Accelerate Big Data Applications

Time sensitive application optimization with visibility, monitoring and control of your network flows.

Accelerating Big Data Applications with Pluribus Netvisor®

The business value hidden in the large quantity of data that organizations produce daily and accumulate over time is becoming more and more evident. As a consequence, Big Data processing using infrastructure such as Apache Hadoop is becoming a mainstream activity in the typical enterprise data center. In most cases, the execution time of a Hadoop job is directly related to the business outcome, and Big Data processing is expected to happen in real-time or quasi real-time.

To support the need to exchange, monitor and control huge flows of data, Pluribus has developed the Netvisor® OS (operating system) to run on bare metal switches. Without the need for an external controller, the Pluribus switches running by Netvisor federate into a fabric, offering unprecedented insight, agility and security. Pluribus Netvisor switches enhance the deployment of Apache Hadoop above and beyond traditional network operating systems.
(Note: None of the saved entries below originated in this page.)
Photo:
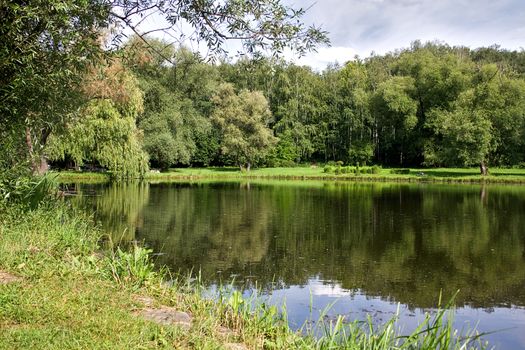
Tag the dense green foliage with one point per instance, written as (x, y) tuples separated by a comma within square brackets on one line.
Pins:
[(428, 105), (49, 50)]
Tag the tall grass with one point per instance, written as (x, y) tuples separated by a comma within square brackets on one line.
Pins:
[(84, 299)]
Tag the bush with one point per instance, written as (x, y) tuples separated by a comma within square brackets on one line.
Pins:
[(27, 192), (400, 171), (376, 169)]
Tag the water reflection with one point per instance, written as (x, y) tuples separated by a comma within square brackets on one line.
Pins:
[(390, 242)]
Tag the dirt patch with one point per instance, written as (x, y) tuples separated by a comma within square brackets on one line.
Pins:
[(166, 316), (6, 278)]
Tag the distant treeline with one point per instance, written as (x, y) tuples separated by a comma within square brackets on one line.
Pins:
[(428, 105)]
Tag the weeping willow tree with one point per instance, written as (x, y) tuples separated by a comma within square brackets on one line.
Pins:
[(103, 131)]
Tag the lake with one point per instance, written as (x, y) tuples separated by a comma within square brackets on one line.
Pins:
[(368, 247)]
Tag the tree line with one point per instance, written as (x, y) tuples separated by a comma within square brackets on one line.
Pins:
[(427, 105), (65, 99)]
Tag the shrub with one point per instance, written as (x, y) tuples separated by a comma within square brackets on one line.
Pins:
[(376, 169)]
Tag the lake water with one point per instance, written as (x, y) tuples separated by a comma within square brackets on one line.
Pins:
[(370, 248)]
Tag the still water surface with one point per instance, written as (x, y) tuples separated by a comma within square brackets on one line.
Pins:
[(367, 247)]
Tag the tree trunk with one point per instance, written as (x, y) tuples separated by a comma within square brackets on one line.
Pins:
[(483, 169)]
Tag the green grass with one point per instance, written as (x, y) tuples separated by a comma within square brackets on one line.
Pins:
[(437, 175), (71, 298)]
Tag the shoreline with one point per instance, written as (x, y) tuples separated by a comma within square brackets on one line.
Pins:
[(432, 176)]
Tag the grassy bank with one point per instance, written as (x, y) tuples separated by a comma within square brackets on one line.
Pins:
[(72, 295), (438, 175)]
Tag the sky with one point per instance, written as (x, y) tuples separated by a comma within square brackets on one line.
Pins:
[(358, 27)]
Pluribus Networks advances network virtualization and software-defined networking (SDN) through Netvisor, the industry’s most programmable, open source-based network operating system. Netvisor is based upon the Pluribus Virtualization-Centric FabricTM (VCFTM) architecture, a proven approach to understanding flow, rapidly responding to business needs and securing your data.
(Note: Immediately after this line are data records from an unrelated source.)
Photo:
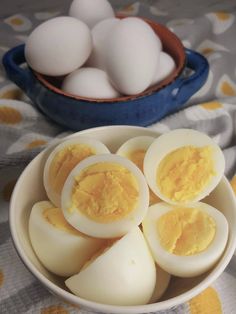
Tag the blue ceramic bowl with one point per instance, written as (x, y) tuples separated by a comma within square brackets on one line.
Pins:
[(80, 113)]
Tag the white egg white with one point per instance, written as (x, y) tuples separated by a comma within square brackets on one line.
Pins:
[(115, 228), (172, 140), (124, 274), (135, 143), (94, 144), (185, 266), (61, 252)]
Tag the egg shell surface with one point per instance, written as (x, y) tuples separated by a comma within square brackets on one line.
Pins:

Factors that affect Hadoop processing speed:

  • Data ingestion
  • Mapper data access
  • Intermediate result shuffling from mappers to reducers
  • Reducers data access
  • Results output
  • HDFS initial replication
  • HDFS replica recovery

Benefits

  • Simplified joint performance analysis and troubleshooting with vPort data (e.g. node names, data, roles, etc.).
  • Improved HDFS primary and secondary traffic control via intelligent bandwidth allocation via vFlow commands.
  • Troubleshoot HDFS replica recovery data conflicts with Mapper/Reducer data access with detailed telemetry.
  • Identification of congestion/hot spots during results shuffling (especially from many mappers to few reducers).
  • Spotting of excessive traffic between Task Trackers and Data Nodes due to suboptimal data locality.